Today, on this particularly insignificant day I will be writing about a very significant topic. I am, as mentioned before, a feminist. But, it wasn't some random decision I made just so I could say
"I'm a feminist" and parade around with my misogyny-hating proclamations. I do have a root to my decisions.
I am a very ambitious person. I know where I want to go, what a want to do and become, and exactly what I have to do to get there. I genuinely enjoy thinking about my future, and so I asked my table mates one day where they see themselves in 20 years. I told them where I see myself, giving a specific description of my job, hours and the salary I hope to make. The rest of my table all asked me the same question:
"What about a relationship"? They had all explained in detail the kind of relationship they see themselves having, and not so much focus on their profession. One of my friends even told me that in 20 years she wanted to be a stay-at-home mom, pregnant with her third child. I was so shocked that a table full of girls/women/female things my age all thought about their future in terms of the relationships they'd have, and not the strides they had made themselves. This is why I need feminism. I don't plan my life around relationships and I don't look foreword to my wedding. I look foreword to my first job, and getting published one day, and the fact that my ambitions not involving relationships shocks people is why I need feminism.

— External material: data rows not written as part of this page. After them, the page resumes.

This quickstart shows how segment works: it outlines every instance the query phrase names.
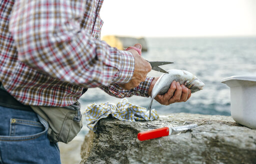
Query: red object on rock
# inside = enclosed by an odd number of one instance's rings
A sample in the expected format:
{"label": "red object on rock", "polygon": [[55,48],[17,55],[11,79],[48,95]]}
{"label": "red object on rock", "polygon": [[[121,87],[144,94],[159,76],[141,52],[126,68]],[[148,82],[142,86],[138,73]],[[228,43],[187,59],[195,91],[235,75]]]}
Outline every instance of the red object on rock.
{"label": "red object on rock", "polygon": [[164,127],[156,128],[152,130],[140,132],[138,138],[140,140],[154,139],[169,135],[169,128]]}

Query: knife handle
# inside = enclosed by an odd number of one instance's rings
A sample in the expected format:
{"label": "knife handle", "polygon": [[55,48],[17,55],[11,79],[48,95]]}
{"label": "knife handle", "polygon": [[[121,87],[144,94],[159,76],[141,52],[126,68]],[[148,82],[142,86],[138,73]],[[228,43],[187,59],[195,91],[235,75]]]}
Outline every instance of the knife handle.
{"label": "knife handle", "polygon": [[138,138],[140,140],[150,140],[169,135],[169,128],[164,127],[154,130],[140,132]]}

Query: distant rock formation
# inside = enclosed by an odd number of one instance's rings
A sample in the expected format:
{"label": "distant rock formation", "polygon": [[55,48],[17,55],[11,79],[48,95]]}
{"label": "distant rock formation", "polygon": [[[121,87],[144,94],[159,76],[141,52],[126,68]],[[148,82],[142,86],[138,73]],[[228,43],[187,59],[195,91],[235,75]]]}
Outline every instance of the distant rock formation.
{"label": "distant rock formation", "polygon": [[124,50],[130,46],[139,43],[142,45],[142,51],[148,50],[146,42],[144,38],[136,38],[116,36],[106,36],[102,40],[106,41],[111,46],[116,48],[118,50]]}
{"label": "distant rock formation", "polygon": [[[140,141],[149,129],[197,123],[185,132]],[[256,130],[231,116],[174,114],[152,122],[107,118],[90,132],[82,147],[80,164],[256,164]]]}

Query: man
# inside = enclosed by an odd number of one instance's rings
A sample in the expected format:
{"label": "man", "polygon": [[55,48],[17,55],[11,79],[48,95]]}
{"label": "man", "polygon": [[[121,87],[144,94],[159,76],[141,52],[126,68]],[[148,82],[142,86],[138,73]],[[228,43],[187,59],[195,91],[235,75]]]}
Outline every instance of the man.
{"label": "man", "polygon": [[[66,106],[87,88],[118,98],[148,96],[158,78],[134,50],[99,40],[103,0],[4,0],[0,4],[0,163],[60,163],[48,124],[30,108]],[[134,45],[142,48],[141,45]],[[174,82],[156,99],[186,102]]]}

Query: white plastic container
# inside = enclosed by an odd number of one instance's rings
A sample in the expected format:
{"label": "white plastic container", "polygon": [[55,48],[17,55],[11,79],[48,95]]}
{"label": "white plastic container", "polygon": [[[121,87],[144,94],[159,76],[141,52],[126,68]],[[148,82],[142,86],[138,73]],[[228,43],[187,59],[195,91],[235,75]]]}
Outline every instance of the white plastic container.
{"label": "white plastic container", "polygon": [[256,76],[236,76],[222,82],[230,88],[231,116],[238,123],[256,129]]}

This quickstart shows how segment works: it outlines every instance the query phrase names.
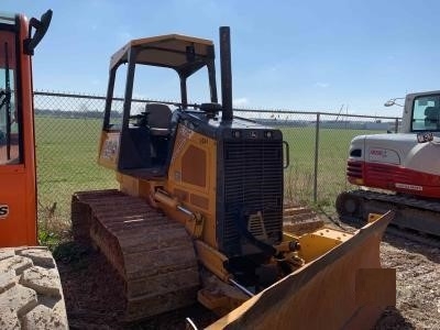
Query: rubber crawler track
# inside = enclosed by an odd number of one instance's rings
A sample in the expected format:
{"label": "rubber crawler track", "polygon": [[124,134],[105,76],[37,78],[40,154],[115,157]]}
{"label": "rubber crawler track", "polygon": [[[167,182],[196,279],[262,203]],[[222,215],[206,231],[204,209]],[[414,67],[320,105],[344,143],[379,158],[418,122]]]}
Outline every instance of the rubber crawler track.
{"label": "rubber crawler track", "polygon": [[72,213],[75,239],[98,246],[122,277],[127,321],[196,301],[198,266],[180,223],[118,190],[77,193]]}

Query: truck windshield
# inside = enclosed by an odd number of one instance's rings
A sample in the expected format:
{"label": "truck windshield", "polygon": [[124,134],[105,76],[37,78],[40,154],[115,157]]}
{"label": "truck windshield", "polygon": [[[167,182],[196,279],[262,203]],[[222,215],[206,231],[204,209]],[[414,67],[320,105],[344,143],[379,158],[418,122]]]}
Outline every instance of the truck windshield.
{"label": "truck windshield", "polygon": [[414,100],[413,131],[440,131],[440,95],[420,96]]}
{"label": "truck windshield", "polygon": [[14,34],[0,31],[0,166],[20,163],[15,67]]}

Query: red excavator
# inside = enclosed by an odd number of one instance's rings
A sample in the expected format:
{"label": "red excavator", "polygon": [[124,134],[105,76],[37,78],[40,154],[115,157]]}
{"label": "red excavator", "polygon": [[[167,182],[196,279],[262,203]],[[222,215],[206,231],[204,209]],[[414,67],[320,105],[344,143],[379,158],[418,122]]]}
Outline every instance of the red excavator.
{"label": "red excavator", "polygon": [[360,189],[342,193],[337,209],[362,219],[394,209],[393,223],[440,237],[440,91],[409,94],[403,107],[399,133],[352,140],[346,177]]}

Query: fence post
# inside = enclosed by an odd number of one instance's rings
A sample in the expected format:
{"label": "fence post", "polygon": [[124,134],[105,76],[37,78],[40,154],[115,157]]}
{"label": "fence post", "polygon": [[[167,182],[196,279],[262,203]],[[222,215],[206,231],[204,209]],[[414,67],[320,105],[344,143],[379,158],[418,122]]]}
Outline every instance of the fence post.
{"label": "fence post", "polygon": [[317,112],[317,124],[315,135],[315,177],[314,177],[314,202],[318,200],[318,158],[319,158],[319,123],[321,113]]}

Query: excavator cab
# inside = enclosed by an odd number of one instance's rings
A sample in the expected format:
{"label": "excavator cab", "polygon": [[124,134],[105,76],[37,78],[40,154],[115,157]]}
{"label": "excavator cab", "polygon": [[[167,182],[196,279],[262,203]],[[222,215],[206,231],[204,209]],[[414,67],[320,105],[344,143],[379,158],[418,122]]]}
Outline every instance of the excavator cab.
{"label": "excavator cab", "polygon": [[[0,243],[36,244],[31,56],[52,18],[0,13]],[[32,28],[35,33],[32,34]]]}
{"label": "excavator cab", "polygon": [[[127,65],[124,98],[122,111],[116,111],[116,77],[123,65]],[[133,100],[134,75],[140,66],[165,67],[177,73],[180,109],[188,107],[187,79],[206,67],[210,100],[217,102],[213,44],[208,40],[168,34],[131,41],[111,57],[99,163],[135,176],[164,176],[175,131],[170,109],[175,105],[140,105]]]}

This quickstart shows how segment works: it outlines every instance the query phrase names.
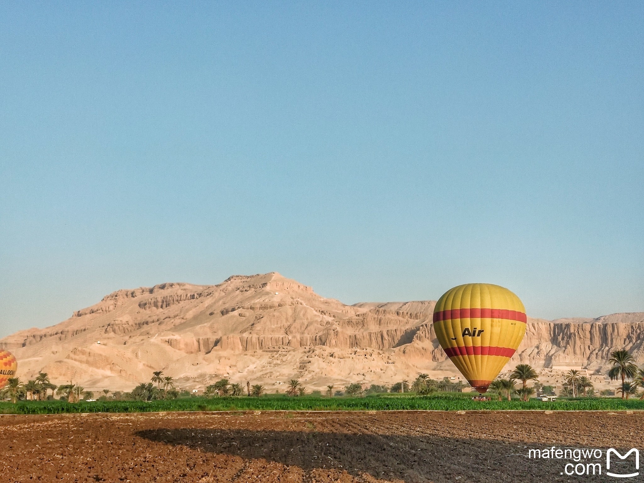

I need feminism because I don't want to be expected to be married by 25, and popping out babies within a few months of that. I need feminism because my decision that I do not want kids should be accepted, and not brushed off as a "inexperienced teenage nonsense". The fact that I don't see myself married in 20 years is not sad or an expression of low self-esteem. Just because I don't want to be a housewife doesn't mean I'm not a "good woman". This Is not the 50'! Women don't wear aprons all day with their hair in cute updos, waiting for their husband to come home. The very fact that people talk to me more about my future, beginning with the "When you're married..."made me the feminist I am today. I don't fantasize about my wedding day, and what color bouquets I would have. I feel that romance is not something to plan and focus on. I know that if i just go with the flow of things, and do what I'm doing, I'll meet someone and sparks will fly or whatever these hopeless romantics go on about. But honestly, I really don't care right now. I just want to live, and work hard and get places. I have a dream like any other girl, though perhaps a bit more filled with feminist activism and anti-patriarchal work, and I feel that I should be able to plan my life without thinking about who I want to have on my arm without shocking people. Until women not wanting children, and finding the life of a housewife unenticing, I will rant and be a feminist and sing my anti-misogyny songs to warm the hearts of this patriarchal society.